Alexandra David-Néel, une aventurière au musée
Alexandra David-Néel.
Céline Huet
Dans l’histoire de l’humanité, nous trouvons des femmes exemplaires, intrépides, n’ayant peur de rien : des femmes hors du commun. Alexandra David-Néel fut l’une d’entre elles. Exploratrice, orientaliste, tibétologue, philosophe, elle marqua l’histoire de la découverte du Tibet et du bouddhisme tibétain, le lamaïsme, par l’Occident. Bouddhisme qu’elle adopta en 1892.
À partir de 1911, elle entama, après son voyage en Inde de 1894, un grand périple de quatorze années en Asie. Le but de son voyage était Lhassa, capitale religieuse et politique du Tibet. Plusieurs tentatives lui furent nécessaires. Elle y entra en 1924. Visitant le Potala, elle ne trouva « rien de particulier », sinon une décoration intérieure « entièrement de style chinois ». Pour se faire passer pour une tibétaine, elle avait le visage barbouillé de suie, des nattes en poil de yak et une toque de fourrure traditionnelle. Malgré ce déguisement, elle fut démasquée pour cause de trop grande propreté. Elle allait en effet, chaque matin, faire sa toilette à la rivière.
Alexandra David-Néel construisit sa réputation de « dame lama » durant ses séjours dans l’Himalaya, par le biais de personnalités religieuses qu’elle rencontra, dont le Panchen Lama, le 13e Dalaï Lama ou son maître Lachen Gomchen Rinpoché.
Dans son livre, L’Inde où j’ai vécu, Alexandra David-Néel raconte sa première visite au musée Guimet, peu de temps après son ouverture, en 1889, ainsi que la naissance de sa vocation dans ce lieu qu’elle considérait comme un temple. Elle raconte les moments qu’elle passa parmi « les figures énigmatiques des déités qui trônaient dans les galeries ». Le musée Guimet fut donc la porte qui lui donna accès aux connaissances que la philosophie de l’Inde et le bouddhisme enseignent.

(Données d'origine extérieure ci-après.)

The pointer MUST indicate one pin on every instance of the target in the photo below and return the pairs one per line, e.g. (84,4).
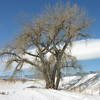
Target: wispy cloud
(86,49)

En 1873, ses parents s’installèrent en Belgique. Son père était un ami du géographe Élisée Reclus. Sur l’incitation de son père, elle entra au conservatoire royal de Bruxelles. Elle y étudia le piano et le chant. Elle fut ainsi cantatrice, et se produisit à l’opéra d’Hanoï durant les saisons 1895-1896 et 1896-1897. En 1904, elle épousa Philippe Néel à Tunis. Mais elle laissa son mari pour l’Orient, pour quelque temps, lui avait-elle dit. Ce « quelque temps » devint des années dans son cher Orient : des rencontres, des études, une longue initiation, puis des livres et des traductions.
Après son dernier périple, de 1937 à 1946 en Chine, et une retraite au Tibet, elle rentra en France avec son fils adoptif, le lama Aphur Yongden. Elle avait 78 ans. Elle s’installa à Digne-les-Bains, où elle poursuivit la rédaction d’ouvrages et des traductions dont l’Avadhuta Gita et l’Ashtavakra Gita.
Au cours de ses voyages, Alexandra David-Néel avait collecté livres, peintures et masques. Elle légua au musée un ensemble de ses pièces, expressions du bouddhisme tibétain, ainsi que sa bibliothèque. Ces pièces, complétées de notes manuscrites, d’objets personnels et de photographies, nous racontent aujourd’hui le parcours de cette passionnante chercheuse.